A new batch of students were given active shooter training by University of Massachusetts police officer Brian Kellogg Monday night in the Integrative Learning Center. Kellogg has been giving these trainings to a mix of UMass employees and students for the last eight years.

“There’s a thin line between educating and scaring students, and I think that’s what administration is wrestling with,” Kellogg said.

This training was arranged by the journalism department, but like most of Kellogg’s trainings, it was open to the general UMass community. Kellogg said that there has been an uptick in interest in his presentations since the armed assault in Pierpont Hall last February, and that administration has been rethinking many safety policies since the incident.

One upcoming change that UMass will see is that campus alerts will now give more specific directions through text and email. Many students last semester were at a loss for how to react to the advice that they should “shelter in place.”

Some students in attendance were surprised that more had not attended, while others came because they could receive extra credit.

“This is really necessary to learn,” said Maria Manning, a sophomore journalism major. “You never know what situation you might be in.”

Kellogg believes that an active shooter is the most dangerous situation a student can be in, and emphasizes on the importance of making sure people know what kind of safety measures can be taken.

“It shouldn’t have been optional,” said Sabrina Negron, also a sophomore journalism student. “[Resident assistants] should know this.”

Kellogg estimates that he does 60 of these trainings each year, usually to groups of 30 students, with Monday’s session being roughly that size. His lesson uses video and lecture to emphasize on four main points: a survival mindset, how to get out of any situation that they might be in, how to have safe interactions with law enforcement and signing up for campus alerts.

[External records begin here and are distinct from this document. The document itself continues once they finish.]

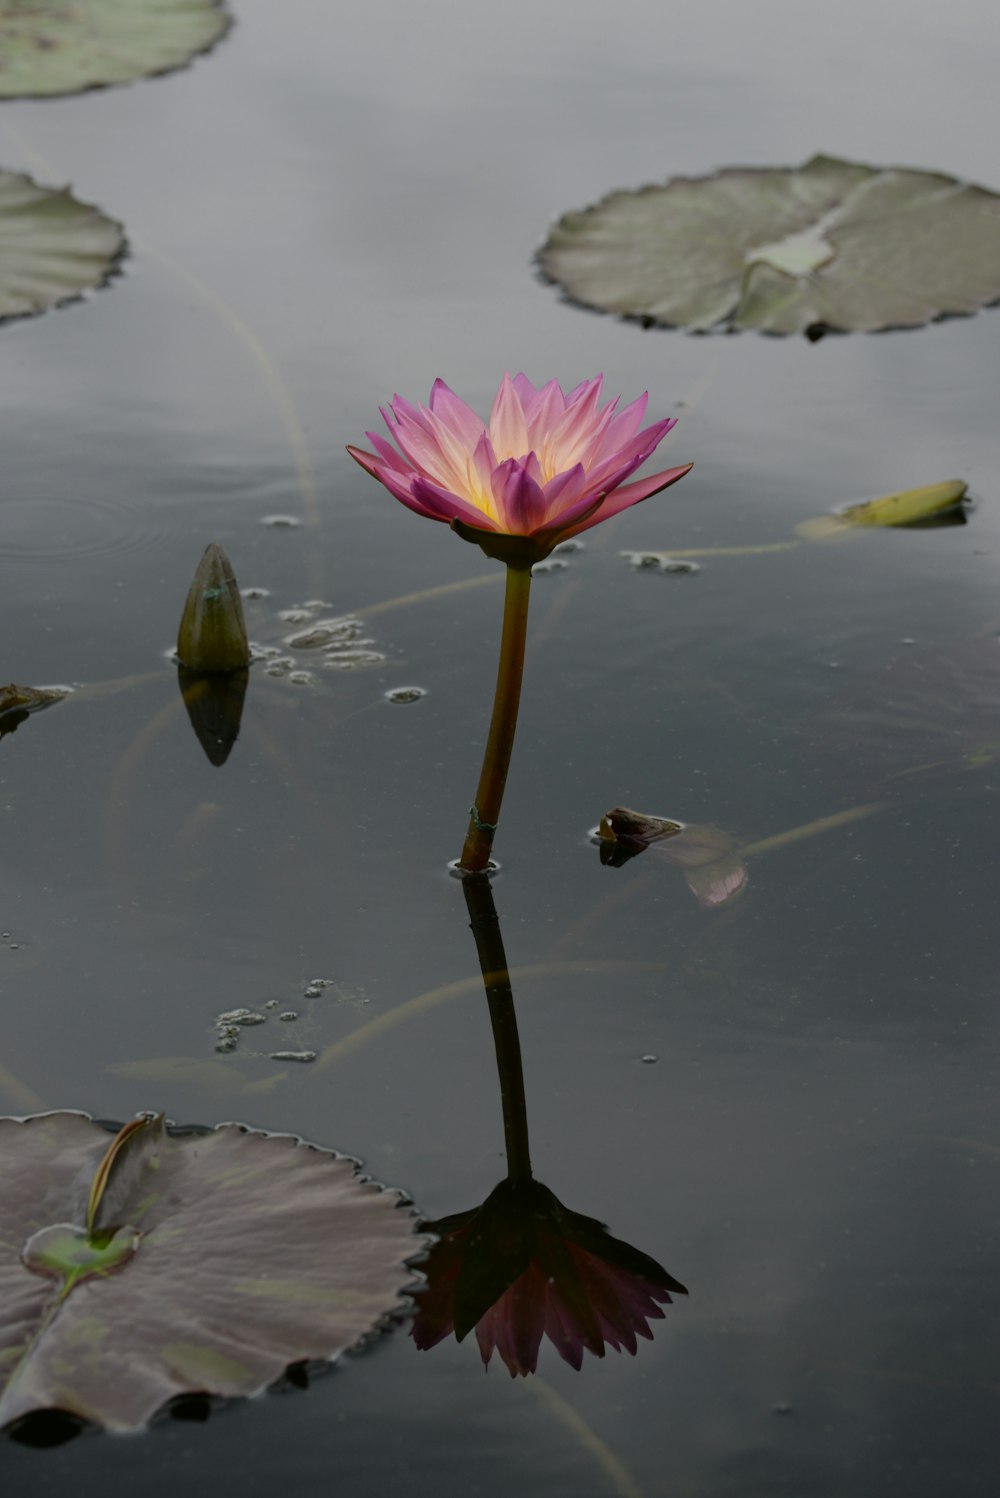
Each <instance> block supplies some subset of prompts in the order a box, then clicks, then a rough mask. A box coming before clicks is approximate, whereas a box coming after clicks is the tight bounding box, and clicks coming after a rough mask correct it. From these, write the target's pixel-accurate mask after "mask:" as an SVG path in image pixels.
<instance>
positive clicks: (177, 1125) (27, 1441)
mask: <svg viewBox="0 0 1000 1498" xmlns="http://www.w3.org/2000/svg"><path fill="white" fill-rule="evenodd" d="M66 1113H72V1115H75V1116H76V1118H81V1119H85V1121H87V1122H88V1124H94V1125H96V1126H97V1128H102V1129H105V1132H108V1134H109V1135H115V1134H117V1132H118V1131H120V1128H121V1124H120V1122H118V1121H115V1119H106V1118H94V1115H93V1113H87V1112H85V1109H45V1110H42V1112H36V1113H4V1115H0V1122H10V1124H30V1122H33V1121H36V1119H45V1118H57V1116H60V1115H66ZM142 1116H144V1113H142V1112H139V1113H136V1115H135V1118H142ZM163 1126H165V1129H166V1132H168V1134H169V1135H171V1137H172V1138H184V1137H190V1135H205V1134H214V1132H217V1129H222V1128H237V1129H240V1132H243V1134H259V1135H262V1137H265V1138H290V1140H293V1141H295V1144H298V1146H301V1147H304V1149H308V1150H313V1152H314V1153H317V1155H328V1156H329V1158H331V1159H335V1161H344V1162H347V1164H350V1165H353V1173H355V1179H356V1182H358V1185H362V1186H373V1188H376V1191H377V1192H379V1194H382V1195H391V1197H395V1198H397V1200H395V1210H397V1212H403V1213H404V1215H406V1216H409V1218H413V1221H415V1234H413V1245H415V1246H413V1252H412V1254H409V1255H407V1257H406V1258H404V1260H403V1267H404V1269H407V1270H409V1272H410V1279H409V1281H407V1284H404V1285H401V1287H400V1290H398V1293H397V1303H395V1305H394V1306H391V1308H389V1309H388V1311H383V1312H382V1315H380V1317H379V1318H377V1321H374V1323H373V1324H371V1326H370V1327H368V1329H367V1330H365V1332H362V1335H361V1336H359V1338H358V1341H356V1342H352V1345H350V1347H344V1348H341V1350H340V1351H337V1353H334V1354H332V1356H331V1357H323V1359H295V1360H293V1362H290V1363H287V1365H286V1368H284V1369H283V1371H281V1372H280V1374H278V1375H277V1378H271V1380H268V1381H265V1383H263V1384H260V1387H259V1389H254V1390H251V1392H250V1393H246V1395H232V1396H226V1395H216V1393H211V1392H207V1390H189V1392H186V1393H183V1395H177V1396H175V1398H174V1399H168V1402H166V1404H165V1405H162V1407H160V1408H159V1410H157V1411H156V1414H154V1416H153V1419H151V1420H150V1422H148V1425H147V1426H145V1429H150V1428H151V1426H154V1425H160V1423H162V1422H165V1420H193V1422H204V1420H207V1419H208V1416H210V1414H211V1411H213V1410H223V1408H229V1407H234V1408H235V1407H238V1405H241V1404H244V1402H246V1401H251V1399H262V1398H265V1396H266V1395H269V1393H278V1395H280V1393H287V1392H292V1390H298V1389H308V1386H310V1383H311V1380H313V1378H314V1377H322V1375H325V1374H329V1372H332V1371H334V1369H335V1368H337V1365H338V1363H340V1360H341V1357H356V1356H358V1354H361V1353H364V1351H365V1350H367V1348H368V1347H371V1345H373V1344H374V1342H377V1341H379V1339H380V1338H382V1336H385V1335H386V1333H388V1332H391V1330H392V1329H394V1327H397V1326H400V1324H401V1323H403V1321H407V1320H410V1317H412V1315H413V1312H415V1305H413V1297H415V1294H416V1293H418V1291H419V1290H422V1288H424V1287H425V1284H427V1281H425V1276H424V1275H422V1272H421V1267H419V1266H421V1264H422V1263H424V1261H425V1258H427V1255H428V1252H430V1249H431V1246H433V1243H434V1242H437V1236H436V1234H434V1233H428V1231H427V1230H425V1228H422V1227H421V1224H422V1222H424V1221H427V1218H425V1213H422V1212H421V1210H419V1209H418V1207H416V1204H415V1201H413V1197H412V1195H410V1194H409V1192H407V1191H406V1189H404V1188H403V1186H388V1185H386V1183H385V1182H382V1180H377V1179H376V1177H374V1176H370V1174H365V1173H364V1165H362V1161H361V1159H358V1156H356V1155H350V1153H347V1152H346V1150H340V1149H331V1147H329V1146H326V1144H314V1143H313V1141H311V1140H308V1138H305V1137H304V1135H302V1134H295V1132H292V1131H290V1129H263V1128H256V1126H254V1125H251V1124H243V1122H241V1121H240V1119H222V1121H220V1122H219V1124H175V1122H174V1121H172V1119H166V1121H165V1125H163ZM82 1434H90V1435H97V1434H105V1435H114V1437H117V1435H118V1432H109V1431H103V1429H102V1426H99V1425H96V1423H94V1422H91V1420H85V1419H82V1417H81V1416H78V1414H75V1413H73V1411H69V1410H63V1408H60V1407H58V1405H52V1407H48V1408H43V1410H33V1411H31V1413H30V1414H25V1416H21V1417H19V1419H16V1420H13V1422H12V1423H10V1425H7V1426H3V1428H0V1440H3V1438H6V1440H12V1441H15V1443H18V1444H24V1446H40V1447H52V1446H61V1444H64V1443H66V1441H70V1440H73V1437H76V1435H82ZM139 1434H141V1432H139Z"/></svg>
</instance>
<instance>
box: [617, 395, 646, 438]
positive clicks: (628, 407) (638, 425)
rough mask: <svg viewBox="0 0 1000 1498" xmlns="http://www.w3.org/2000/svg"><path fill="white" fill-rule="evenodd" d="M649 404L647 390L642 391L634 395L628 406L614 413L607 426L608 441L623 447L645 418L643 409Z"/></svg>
mask: <svg viewBox="0 0 1000 1498" xmlns="http://www.w3.org/2000/svg"><path fill="white" fill-rule="evenodd" d="M648 404H650V395H648V391H644V392H642V394H641V395H638V397H636V400H633V401H632V403H630V404H629V406H626V407H624V409H623V410H620V412H618V413H617V415H615V419H614V421H612V422H611V425H609V427H608V443H609V445H611V443H614V445H615V446H617V448H623V446H624V445H626V442H630V440H632V437H633V436H635V434H636V431H638V430H639V427H641V425H642V421H644V418H645V409H647V406H648Z"/></svg>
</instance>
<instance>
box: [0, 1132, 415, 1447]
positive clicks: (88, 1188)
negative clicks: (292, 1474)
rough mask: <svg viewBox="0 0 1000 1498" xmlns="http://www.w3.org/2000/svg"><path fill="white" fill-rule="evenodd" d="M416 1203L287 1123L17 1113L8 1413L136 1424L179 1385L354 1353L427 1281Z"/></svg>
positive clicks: (14, 1134) (3, 1156) (6, 1281)
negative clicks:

“Safe interaction with law enforcement” means that in many situations, students need to be aware that police could potentially see them as a threat. Kellogg’s instruction emphasize they should behave as calmly as possible and not expect help from law enforcement beyond securing the active shooter.

The training also emphasized student initiative. “Most people have a fight, flight or freeze response to shooters,” Kellogg said. Using the example of Kent State, he said that classrooms led by teachers who took any kind of action were able to save more students than those who simply froze.

Kellogg’s recommended response to hearing gunshots is to “get out” of the building if one fears the shooter is in the same building, to “hide out” at a distance and to either “take out” and/or “call out,” meaning to immobilize the shooter as a group with a plan and to contact police enforcement.

According to Kellogg, 69 percent of active shooter incidents are ended by law enforcement within five minutes of reporting, while 48 percent are ended within two minutes.

Kellogg recommended that if students have concerns regarding a friend, classmate or hallmate who might become violent as a result of stress, that person can be taken to the Center for Counseling and Psychological Health on campus. Kellogg also suggested contacting UMPD to request a “wellness check” by a plainclothes police detective.